No actual nuclear safety consequences were incurred from this event; however, plant equipment malfunctions that occurred following the trip were as follows:
The "Quick-open" signal to the ADVs and the TBVs did not clear due to the malfunction of the K7 relay. Because the ADVs remained open, excess energy was removed from the RCS, over-cooling the system. The Probabilistic Risk Analysis results in an increase in frequency of 9E-06 to the Core Damage Frequency (CDF) and a less than 9E-07 increase in the Large Early Release Frequency (LERF).
Control Room Operators could not reset SIAS channel "B" due to a loose connection in the "B" remote reset circuit. The SIAS channel "B" was reset from the ESFAS cabinet in the Cable Spreading Room. The inability to reset the SIAS "B" channel from the Control Room did not deleteriously affect event recovery.
(If more space Is required, use additional copies of NRC Form 366A)
During the recovery phase of the event, RCS pressure decreased to a point that a second SIAS actuation occurred. The equipment normally cycled by a SIAS was already in its demand state with the exception of safety-related pressurizer heaters which cutoff, and letdown isolation valves which closed. A Probabilistic Risk Analysis of the second SIAS initiation indicated no contribution to CDF or LERF.

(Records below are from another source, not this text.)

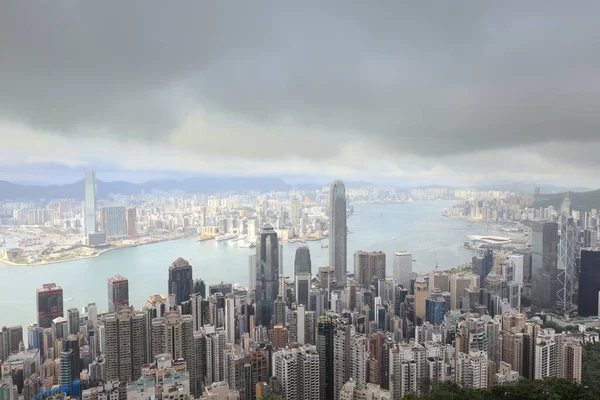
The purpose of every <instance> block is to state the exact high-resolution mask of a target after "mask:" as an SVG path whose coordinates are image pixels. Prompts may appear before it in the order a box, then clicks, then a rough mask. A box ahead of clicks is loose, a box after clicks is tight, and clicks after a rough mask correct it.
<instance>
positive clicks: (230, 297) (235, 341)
mask: <svg viewBox="0 0 600 400" xmlns="http://www.w3.org/2000/svg"><path fill="white" fill-rule="evenodd" d="M235 317H236V315H235V296H234V295H233V293H229V294H228V295H227V297H226V298H225V331H226V332H227V343H231V344H232V345H233V344H235V343H236V341H235V336H236V335H235V333H236V323H235V321H236V318H235Z"/></svg>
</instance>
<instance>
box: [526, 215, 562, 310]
mask: <svg viewBox="0 0 600 400" xmlns="http://www.w3.org/2000/svg"><path fill="white" fill-rule="evenodd" d="M532 230H533V233H532V239H531V240H532V259H531V306H532V308H533V309H534V310H536V311H539V310H554V308H555V306H556V301H555V299H556V293H557V290H556V289H557V286H558V285H557V283H558V282H557V263H558V241H559V238H558V224H557V223H556V222H534V223H533V227H532Z"/></svg>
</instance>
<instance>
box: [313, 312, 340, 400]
mask: <svg viewBox="0 0 600 400" xmlns="http://www.w3.org/2000/svg"><path fill="white" fill-rule="evenodd" d="M337 323H338V317H335V316H332V315H327V316H323V317H320V318H319V322H318V325H317V332H318V333H317V351H318V353H319V399H320V400H327V399H333V398H334V397H333V335H334V332H335V328H336V326H337Z"/></svg>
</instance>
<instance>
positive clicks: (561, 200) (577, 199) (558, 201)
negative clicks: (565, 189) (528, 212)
mask: <svg viewBox="0 0 600 400" xmlns="http://www.w3.org/2000/svg"><path fill="white" fill-rule="evenodd" d="M565 194H566V192H565V193H555V194H541V195H539V196H536V197H535V203H534V207H536V208H539V207H548V206H553V207H554V208H556V209H559V208H560V205H561V204H562V201H563V199H564V197H565ZM569 195H570V196H571V203H572V205H573V210H577V211H582V212H583V211H590V210H591V209H592V208H595V209H600V190H592V191H590V192H579V193H577V192H569Z"/></svg>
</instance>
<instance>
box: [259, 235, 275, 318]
mask: <svg viewBox="0 0 600 400" xmlns="http://www.w3.org/2000/svg"><path fill="white" fill-rule="evenodd" d="M256 258H257V268H256V319H257V325H263V326H265V327H268V328H270V327H271V318H272V317H273V305H274V302H275V300H277V296H278V295H279V244H278V240H277V233H276V232H275V230H274V229H273V227H271V226H270V225H265V227H264V228H263V229H261V230H260V233H259V238H258V243H257V246H256Z"/></svg>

Plant safety margins, design basis limits, and Technical Specification cooldown rates were maintained during the event. All appropriate compensatory and corrective actions were completed prior to the plant restart.
V.
ADDITIONAL INFORMATION
A.
Component Failures
IEEE 803 IEEE 805 Component EIIS Function System ID No. 22 SGFP Speed Control Power Supply Fuse FUB JK Reactor Regulating System K7 Relay RLY JD B.
Previous Occurrences
A review of Calvert Cliffs' events over the past several years was performed. There were similar events identified involving plant trip on low SG water level after SGFP trip, but the cause of the pump trip was tied to a feedwater control circuit that is no longer in use. In 1991, Licensee Event Report No. 317/91-003 "Reactor Protection System Actuation and Plant Trip Due to Low Steam Generator Water Levels Caused by Loose Electrical Fuse" documents a Unit 1 trip on October 1, 1991 caused by a loose electrical fuse in the power supply to the 12 Feedwater Regulating Valve and the 12 SGFP turbine speed controller. The root cause was an improperly installed fuse in the power supply circuitry. The affected circuitry is no longer in use. The causal analysis describes a plant trip due to human performance problems: workers did not exercise adequate caution when installing fuses to prevent damage to the fuse holder. The damaged fuse holder was replaced, other similar applications were inspected, and personnel who manipulate fuses were trained to properly install and remove fuses. There were no plant trips caused by electrical problems from failing to adequately assess environmental conditions in the current SG feed water control circuit.